The other alternative is to put up the stables "within the curtilage of your dwelling" - i.e. your garden. This then becomes within the "permitted development rights" associated with your dwelling house. That is of course providing you are not in a conservation area; within x m of the road, next door house, etc.; and that the occupants of the building could not be construed to contravene Environmental Health regulations in the form of noise, smells, vermin, flies, manure.

As I said before - people can choose to play games with the planners and sometimes win - but the price of the game if you don't win can be very very high - i.e you don't get want you want/need; your property is blacklisted; and the sale of your property in the future is blighted by it's  planning history.

Get a consultant and do the thing properly. 
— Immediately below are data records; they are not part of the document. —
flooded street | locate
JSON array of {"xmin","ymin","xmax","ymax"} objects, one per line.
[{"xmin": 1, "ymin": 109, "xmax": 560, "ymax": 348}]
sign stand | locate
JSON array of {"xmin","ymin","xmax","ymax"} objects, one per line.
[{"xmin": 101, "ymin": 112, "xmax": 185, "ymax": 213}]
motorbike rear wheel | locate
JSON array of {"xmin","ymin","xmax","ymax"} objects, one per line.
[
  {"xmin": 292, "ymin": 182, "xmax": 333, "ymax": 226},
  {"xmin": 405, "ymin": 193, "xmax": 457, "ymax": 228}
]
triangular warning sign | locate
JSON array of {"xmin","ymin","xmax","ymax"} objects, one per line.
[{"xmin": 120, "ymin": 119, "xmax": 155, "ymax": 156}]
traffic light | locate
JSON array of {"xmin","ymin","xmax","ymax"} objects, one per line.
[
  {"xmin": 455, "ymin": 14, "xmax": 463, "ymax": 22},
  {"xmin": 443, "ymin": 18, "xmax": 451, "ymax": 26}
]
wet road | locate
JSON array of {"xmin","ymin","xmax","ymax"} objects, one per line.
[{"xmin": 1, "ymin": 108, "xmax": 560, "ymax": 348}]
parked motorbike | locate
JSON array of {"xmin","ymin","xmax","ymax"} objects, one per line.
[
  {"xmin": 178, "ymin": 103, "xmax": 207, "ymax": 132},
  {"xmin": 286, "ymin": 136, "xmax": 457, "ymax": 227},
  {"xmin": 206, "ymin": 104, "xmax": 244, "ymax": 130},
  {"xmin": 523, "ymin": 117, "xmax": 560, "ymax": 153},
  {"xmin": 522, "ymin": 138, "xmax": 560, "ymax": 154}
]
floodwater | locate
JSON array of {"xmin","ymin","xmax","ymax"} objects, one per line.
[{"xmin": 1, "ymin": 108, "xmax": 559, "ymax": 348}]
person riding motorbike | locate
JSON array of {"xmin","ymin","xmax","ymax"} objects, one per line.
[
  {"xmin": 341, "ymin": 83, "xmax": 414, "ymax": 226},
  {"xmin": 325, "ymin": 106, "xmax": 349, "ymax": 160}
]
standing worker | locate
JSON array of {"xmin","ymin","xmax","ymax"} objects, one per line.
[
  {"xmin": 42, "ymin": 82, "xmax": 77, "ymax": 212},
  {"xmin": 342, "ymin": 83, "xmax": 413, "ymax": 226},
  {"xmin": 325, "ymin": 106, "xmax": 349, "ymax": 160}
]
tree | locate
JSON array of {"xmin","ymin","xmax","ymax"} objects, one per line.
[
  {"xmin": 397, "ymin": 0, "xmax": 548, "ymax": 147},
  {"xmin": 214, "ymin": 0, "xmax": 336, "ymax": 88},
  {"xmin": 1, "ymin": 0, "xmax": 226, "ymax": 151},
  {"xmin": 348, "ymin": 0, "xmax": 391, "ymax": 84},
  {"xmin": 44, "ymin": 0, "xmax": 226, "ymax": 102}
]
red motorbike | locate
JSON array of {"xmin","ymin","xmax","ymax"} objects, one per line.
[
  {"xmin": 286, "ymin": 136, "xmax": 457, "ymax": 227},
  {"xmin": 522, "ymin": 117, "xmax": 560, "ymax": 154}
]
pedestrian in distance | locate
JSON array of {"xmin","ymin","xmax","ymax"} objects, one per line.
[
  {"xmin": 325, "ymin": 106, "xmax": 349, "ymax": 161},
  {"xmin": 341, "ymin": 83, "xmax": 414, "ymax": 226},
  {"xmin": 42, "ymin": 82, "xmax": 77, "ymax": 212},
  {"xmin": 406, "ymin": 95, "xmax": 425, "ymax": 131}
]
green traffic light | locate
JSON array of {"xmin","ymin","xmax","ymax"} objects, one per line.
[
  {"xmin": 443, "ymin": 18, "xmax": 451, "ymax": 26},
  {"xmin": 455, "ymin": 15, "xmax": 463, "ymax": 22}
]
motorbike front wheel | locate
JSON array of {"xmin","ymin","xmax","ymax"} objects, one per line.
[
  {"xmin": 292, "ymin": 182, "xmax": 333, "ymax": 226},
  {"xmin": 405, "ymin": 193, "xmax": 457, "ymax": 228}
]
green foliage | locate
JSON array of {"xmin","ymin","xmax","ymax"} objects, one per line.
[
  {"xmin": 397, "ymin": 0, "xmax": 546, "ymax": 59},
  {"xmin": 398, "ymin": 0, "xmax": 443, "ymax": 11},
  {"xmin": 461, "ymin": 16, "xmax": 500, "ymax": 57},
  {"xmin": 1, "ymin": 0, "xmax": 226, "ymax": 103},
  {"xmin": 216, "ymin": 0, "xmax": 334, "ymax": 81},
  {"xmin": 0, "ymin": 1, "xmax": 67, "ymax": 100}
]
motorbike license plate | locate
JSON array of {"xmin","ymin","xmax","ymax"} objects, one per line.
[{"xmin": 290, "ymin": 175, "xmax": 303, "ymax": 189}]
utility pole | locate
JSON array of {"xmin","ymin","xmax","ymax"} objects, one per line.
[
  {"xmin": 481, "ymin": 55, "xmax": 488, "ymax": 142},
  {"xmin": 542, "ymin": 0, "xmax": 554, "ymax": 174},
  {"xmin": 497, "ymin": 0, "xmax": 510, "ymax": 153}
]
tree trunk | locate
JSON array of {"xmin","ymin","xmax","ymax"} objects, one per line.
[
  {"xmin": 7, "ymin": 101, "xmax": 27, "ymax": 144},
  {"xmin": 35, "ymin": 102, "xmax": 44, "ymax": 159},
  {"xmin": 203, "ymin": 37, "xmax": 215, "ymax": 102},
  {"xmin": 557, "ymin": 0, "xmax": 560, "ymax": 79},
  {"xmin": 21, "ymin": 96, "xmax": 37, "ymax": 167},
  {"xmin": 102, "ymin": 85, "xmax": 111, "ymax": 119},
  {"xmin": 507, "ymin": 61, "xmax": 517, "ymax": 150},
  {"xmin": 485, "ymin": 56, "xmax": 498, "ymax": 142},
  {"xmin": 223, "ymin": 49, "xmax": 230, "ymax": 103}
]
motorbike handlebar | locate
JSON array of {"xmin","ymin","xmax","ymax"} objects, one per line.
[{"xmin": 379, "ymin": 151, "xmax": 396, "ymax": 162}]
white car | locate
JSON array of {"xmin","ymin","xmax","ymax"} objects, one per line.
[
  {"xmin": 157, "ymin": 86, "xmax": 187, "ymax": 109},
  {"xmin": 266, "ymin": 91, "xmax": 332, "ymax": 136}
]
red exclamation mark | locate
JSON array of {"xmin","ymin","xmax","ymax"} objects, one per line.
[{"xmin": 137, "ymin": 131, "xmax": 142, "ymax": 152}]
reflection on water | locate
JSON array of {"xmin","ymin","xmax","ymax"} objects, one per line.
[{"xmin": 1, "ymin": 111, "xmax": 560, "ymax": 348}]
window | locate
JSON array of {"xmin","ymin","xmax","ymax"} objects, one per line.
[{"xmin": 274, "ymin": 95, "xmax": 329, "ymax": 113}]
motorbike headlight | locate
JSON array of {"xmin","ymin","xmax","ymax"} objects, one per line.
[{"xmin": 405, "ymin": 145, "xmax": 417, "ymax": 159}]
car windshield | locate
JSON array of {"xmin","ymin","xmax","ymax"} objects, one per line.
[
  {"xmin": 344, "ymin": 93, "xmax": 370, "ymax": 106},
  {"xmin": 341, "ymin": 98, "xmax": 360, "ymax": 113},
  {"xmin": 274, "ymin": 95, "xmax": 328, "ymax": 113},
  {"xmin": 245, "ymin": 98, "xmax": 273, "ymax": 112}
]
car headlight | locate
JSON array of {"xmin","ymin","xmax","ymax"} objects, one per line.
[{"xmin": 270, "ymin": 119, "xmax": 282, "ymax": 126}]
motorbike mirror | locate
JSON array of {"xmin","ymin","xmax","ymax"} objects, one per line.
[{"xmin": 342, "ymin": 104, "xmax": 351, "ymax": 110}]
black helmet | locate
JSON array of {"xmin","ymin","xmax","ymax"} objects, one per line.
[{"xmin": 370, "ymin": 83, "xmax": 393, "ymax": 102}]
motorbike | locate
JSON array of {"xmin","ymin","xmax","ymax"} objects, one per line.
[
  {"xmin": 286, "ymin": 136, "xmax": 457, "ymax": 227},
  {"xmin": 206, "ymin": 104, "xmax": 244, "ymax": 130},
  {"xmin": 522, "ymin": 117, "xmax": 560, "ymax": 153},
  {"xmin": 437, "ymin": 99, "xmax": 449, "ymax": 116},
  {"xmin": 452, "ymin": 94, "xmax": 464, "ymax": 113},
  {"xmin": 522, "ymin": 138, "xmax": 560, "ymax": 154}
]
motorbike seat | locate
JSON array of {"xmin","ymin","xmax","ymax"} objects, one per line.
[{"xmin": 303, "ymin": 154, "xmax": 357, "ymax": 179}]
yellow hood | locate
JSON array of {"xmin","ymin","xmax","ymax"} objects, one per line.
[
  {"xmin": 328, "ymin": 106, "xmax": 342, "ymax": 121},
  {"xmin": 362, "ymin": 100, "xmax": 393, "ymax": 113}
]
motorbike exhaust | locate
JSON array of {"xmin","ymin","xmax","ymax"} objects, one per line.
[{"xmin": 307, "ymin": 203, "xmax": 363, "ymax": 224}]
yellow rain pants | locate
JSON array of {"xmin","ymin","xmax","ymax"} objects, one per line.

PP for horse related development is a specialist area. You wouldn't not have the vet out to your horse for something 'serious'. Ergo don't refuse to have a professional to sort out something 'serious' like planning.


----------



## OWLIE185 (2 August 2006)

I would strongly advise you to appoint a surveyor/architect to draw up the plans and specifications and apply for planning permission on your behalf.

There is little point in trying to pull a fast one as in time it will be discovered and you will then have all sorts of agrovation probably when you least want it.

There have recently been a number of high profile cases and the planners are only too aware of the problems surrounding equestrian developments!


----------



## vivhewe (2 August 2006)

Methinks a phone call to the consultants is on the cards! 
	
	
		
		
	


	





Will let you know how I get on!


----------



## vivhewe (2 August 2006)

Methinks a phone call to the consultants is on the cards! 
	
	
		
		
	


	





Will let you know how I get on!


----------



## airedale (2 August 2006)

WILL NOT WORK

A friend of mine farms ducks (for eggs not meat)

DEFRA encouraged all poultry farmers/keepers to 'be prepared' to bring their flocks under cover this spring

She therefore needed to cover the ducks runs to conform to what was DEFRA requirements (and failure to obey same could have resulted in heavy fines had the order been given to keep all poultry undercover).

However - her planning department insisted that she needed planning permission (agricultural use - N.B. - it's ducks) for a framework of poles with clear plastic sheeting bolted to the top (not much more than a garden pergola to be honest)

Not only did she have to apply for planning permission but the whole saga took 5 months and formal drawings to the right scale etc.

so by the time she got planning permission for the 'structure' she'd have been in breech of the DEFRA mandatory regulations for about 4 months...!!!!

Animal welfare has NOTHING to do with planning - the planners couldn't care less if your stables are burnt to the ground along with every horse in them. If they did care then they'd give people in areas troubled by arsonists permission to reside with their stables or farm buildings to protect their livestock.

But they don't !!!! (or not without a 10 year or so fight and shedloads of money).


----------